Afin d’accompagner les personnes en partance et pour permettre aux organisations de capitaliser ces savoir et expertises qui risquent de disparaître, nous avons développé “Virtuose”.
Cette expertise brevetée associe notamment la posture de coach, l’entretien d’explicitation et le schéma heuristique afin d’extraire facilement et de valoriser la mémoire de la personne en partance.
Rien de bien nouveau.
A noter :
- des format de formations plus court : “2 à 3 heures…” –> quid de l’efficacité ? à quoi peut on prétendre former en 3 heures ? On ne peut imaginer que des pros des RH aient pu sortir ce genres d’énormités !

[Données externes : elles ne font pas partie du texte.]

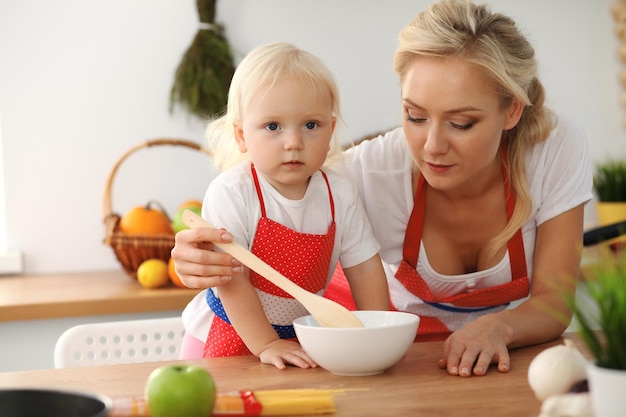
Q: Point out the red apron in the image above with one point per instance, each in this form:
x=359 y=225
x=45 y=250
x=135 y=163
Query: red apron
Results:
x=517 y=288
x=302 y=257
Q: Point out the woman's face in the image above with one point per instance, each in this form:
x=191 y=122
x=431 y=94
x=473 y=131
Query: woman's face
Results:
x=453 y=122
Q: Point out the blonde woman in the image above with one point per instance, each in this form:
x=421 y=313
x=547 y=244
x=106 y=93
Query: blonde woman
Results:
x=477 y=200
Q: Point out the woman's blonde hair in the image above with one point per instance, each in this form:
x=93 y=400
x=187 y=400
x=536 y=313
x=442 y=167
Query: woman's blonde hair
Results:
x=492 y=42
x=261 y=69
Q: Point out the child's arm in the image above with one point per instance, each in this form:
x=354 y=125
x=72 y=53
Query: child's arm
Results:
x=246 y=314
x=368 y=284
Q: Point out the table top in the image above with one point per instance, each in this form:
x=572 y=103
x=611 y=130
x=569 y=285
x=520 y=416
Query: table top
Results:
x=415 y=386
x=28 y=297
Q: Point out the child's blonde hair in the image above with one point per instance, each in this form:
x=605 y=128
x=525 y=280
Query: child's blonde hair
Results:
x=261 y=69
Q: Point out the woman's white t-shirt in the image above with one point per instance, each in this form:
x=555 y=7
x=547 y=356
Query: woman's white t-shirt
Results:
x=559 y=179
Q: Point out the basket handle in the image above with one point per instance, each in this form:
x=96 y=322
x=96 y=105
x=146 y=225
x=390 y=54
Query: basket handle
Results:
x=107 y=205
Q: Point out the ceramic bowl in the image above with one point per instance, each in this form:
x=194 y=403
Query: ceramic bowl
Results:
x=382 y=341
x=52 y=403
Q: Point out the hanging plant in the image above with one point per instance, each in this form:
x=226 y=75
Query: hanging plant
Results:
x=203 y=77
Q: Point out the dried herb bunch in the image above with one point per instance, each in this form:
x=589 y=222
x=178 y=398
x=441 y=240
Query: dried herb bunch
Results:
x=203 y=77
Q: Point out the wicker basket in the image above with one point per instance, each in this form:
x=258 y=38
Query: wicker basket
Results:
x=132 y=250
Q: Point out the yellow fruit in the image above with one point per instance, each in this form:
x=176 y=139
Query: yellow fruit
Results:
x=152 y=273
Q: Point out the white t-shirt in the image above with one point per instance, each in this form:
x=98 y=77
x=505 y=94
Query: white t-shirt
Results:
x=559 y=178
x=231 y=202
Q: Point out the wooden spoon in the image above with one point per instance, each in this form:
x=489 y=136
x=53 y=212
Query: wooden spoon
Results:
x=327 y=312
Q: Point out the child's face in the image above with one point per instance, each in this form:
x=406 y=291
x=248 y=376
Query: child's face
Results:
x=287 y=129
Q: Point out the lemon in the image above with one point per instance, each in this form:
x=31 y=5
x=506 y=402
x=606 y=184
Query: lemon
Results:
x=152 y=273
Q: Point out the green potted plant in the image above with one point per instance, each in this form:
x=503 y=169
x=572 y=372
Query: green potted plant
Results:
x=603 y=331
x=609 y=184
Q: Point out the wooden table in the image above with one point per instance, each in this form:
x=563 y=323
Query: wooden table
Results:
x=413 y=387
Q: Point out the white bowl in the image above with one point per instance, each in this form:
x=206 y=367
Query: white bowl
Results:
x=369 y=350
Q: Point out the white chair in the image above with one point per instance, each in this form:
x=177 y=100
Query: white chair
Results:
x=118 y=342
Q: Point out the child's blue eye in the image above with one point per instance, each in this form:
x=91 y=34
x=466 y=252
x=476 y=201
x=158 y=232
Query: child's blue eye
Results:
x=462 y=127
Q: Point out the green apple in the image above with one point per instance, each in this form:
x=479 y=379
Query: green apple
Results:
x=180 y=391
x=177 y=220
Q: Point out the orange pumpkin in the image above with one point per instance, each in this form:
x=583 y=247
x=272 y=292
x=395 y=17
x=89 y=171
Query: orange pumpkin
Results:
x=145 y=220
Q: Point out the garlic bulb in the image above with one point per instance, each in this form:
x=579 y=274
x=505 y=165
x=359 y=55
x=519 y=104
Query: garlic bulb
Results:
x=554 y=370
x=567 y=405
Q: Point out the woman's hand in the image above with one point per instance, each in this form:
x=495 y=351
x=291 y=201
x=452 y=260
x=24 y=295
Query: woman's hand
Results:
x=473 y=348
x=197 y=264
x=282 y=352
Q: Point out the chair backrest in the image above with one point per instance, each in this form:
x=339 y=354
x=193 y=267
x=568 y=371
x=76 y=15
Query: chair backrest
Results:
x=116 y=342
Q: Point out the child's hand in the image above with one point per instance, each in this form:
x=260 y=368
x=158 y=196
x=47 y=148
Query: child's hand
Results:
x=282 y=352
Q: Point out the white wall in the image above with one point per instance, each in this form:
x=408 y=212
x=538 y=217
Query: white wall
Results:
x=83 y=81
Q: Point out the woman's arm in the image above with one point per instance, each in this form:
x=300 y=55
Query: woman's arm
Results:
x=369 y=285
x=544 y=316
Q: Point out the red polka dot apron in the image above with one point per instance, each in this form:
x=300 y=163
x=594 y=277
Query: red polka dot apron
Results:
x=302 y=257
x=470 y=300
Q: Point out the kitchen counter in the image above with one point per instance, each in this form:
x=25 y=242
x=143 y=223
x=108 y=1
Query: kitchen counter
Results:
x=30 y=297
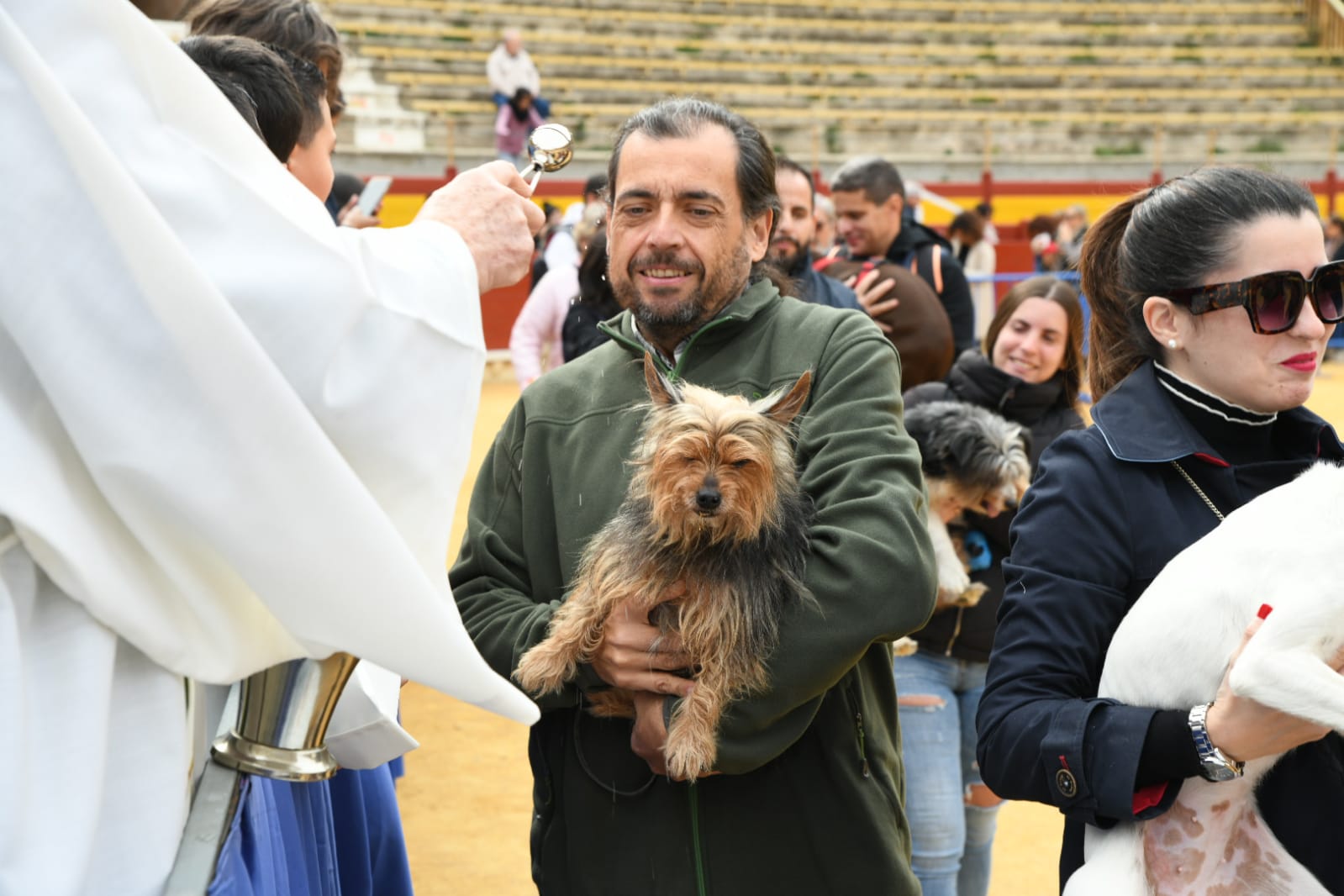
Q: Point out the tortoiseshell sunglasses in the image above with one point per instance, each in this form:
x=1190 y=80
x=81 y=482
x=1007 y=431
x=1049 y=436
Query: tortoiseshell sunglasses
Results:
x=1274 y=300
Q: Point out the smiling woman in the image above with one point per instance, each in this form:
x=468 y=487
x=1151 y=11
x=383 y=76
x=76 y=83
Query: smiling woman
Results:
x=1029 y=374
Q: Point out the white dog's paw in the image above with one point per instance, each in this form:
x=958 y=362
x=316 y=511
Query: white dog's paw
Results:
x=951 y=583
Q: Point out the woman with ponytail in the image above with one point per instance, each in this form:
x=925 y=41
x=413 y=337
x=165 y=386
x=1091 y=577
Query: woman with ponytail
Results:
x=1211 y=305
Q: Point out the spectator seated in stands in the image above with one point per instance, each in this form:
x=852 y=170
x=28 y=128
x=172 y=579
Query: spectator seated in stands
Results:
x=535 y=341
x=515 y=121
x=509 y=67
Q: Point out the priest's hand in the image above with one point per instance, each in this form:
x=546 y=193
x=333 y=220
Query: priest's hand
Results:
x=493 y=211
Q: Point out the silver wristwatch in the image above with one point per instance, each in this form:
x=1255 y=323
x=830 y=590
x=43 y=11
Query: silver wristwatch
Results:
x=1214 y=765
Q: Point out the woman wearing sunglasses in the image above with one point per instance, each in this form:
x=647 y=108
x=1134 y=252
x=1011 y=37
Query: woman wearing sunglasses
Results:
x=1211 y=303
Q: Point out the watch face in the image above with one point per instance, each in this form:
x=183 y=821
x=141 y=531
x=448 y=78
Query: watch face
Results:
x=1216 y=772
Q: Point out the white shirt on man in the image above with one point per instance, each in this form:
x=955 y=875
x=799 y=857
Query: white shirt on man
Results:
x=231 y=433
x=509 y=71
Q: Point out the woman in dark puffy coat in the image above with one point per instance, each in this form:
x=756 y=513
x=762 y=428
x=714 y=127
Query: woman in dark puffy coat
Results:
x=1211 y=308
x=1030 y=372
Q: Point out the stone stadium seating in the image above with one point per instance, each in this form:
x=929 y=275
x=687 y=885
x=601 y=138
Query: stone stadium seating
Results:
x=971 y=82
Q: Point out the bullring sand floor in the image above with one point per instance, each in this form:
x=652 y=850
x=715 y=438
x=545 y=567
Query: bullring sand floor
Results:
x=466 y=798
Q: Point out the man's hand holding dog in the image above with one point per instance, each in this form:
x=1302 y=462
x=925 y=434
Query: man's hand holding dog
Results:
x=636 y=656
x=1245 y=730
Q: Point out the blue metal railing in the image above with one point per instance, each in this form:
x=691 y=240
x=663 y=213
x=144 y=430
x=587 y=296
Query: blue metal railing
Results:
x=1072 y=276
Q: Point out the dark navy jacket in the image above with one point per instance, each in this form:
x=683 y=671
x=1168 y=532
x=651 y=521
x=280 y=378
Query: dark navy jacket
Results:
x=1102 y=518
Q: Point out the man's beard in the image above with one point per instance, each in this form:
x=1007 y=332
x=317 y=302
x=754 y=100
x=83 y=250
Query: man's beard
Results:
x=717 y=289
x=789 y=260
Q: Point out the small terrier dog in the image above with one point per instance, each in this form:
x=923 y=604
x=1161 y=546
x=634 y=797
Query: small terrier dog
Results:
x=714 y=503
x=1171 y=651
x=972 y=460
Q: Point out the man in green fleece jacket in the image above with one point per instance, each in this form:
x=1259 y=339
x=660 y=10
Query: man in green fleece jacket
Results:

- “L’OF devra mettre en place un outil efficace et probant mesurant l’efficacité de la formation” : n’est ce pas là justement le rôle d’un DRH/RH ?!
bref, bcp de pub pour CSP…et peu de Valeur Ajoutée pour cette enquête !
bonjour
Pour moi parler de gestion des compétences dans un contexte économique tendu me paraît complétement illusoire. Entre discours et pratiques il existe un fossé qui ne fait que s’agrandir. Les entreprises sont contraintes de faire des économies et la formation est l’un des secteurs qui en subit en 1er lieu les effets. Parler de compétences sans moyen n’a aucun intérêt.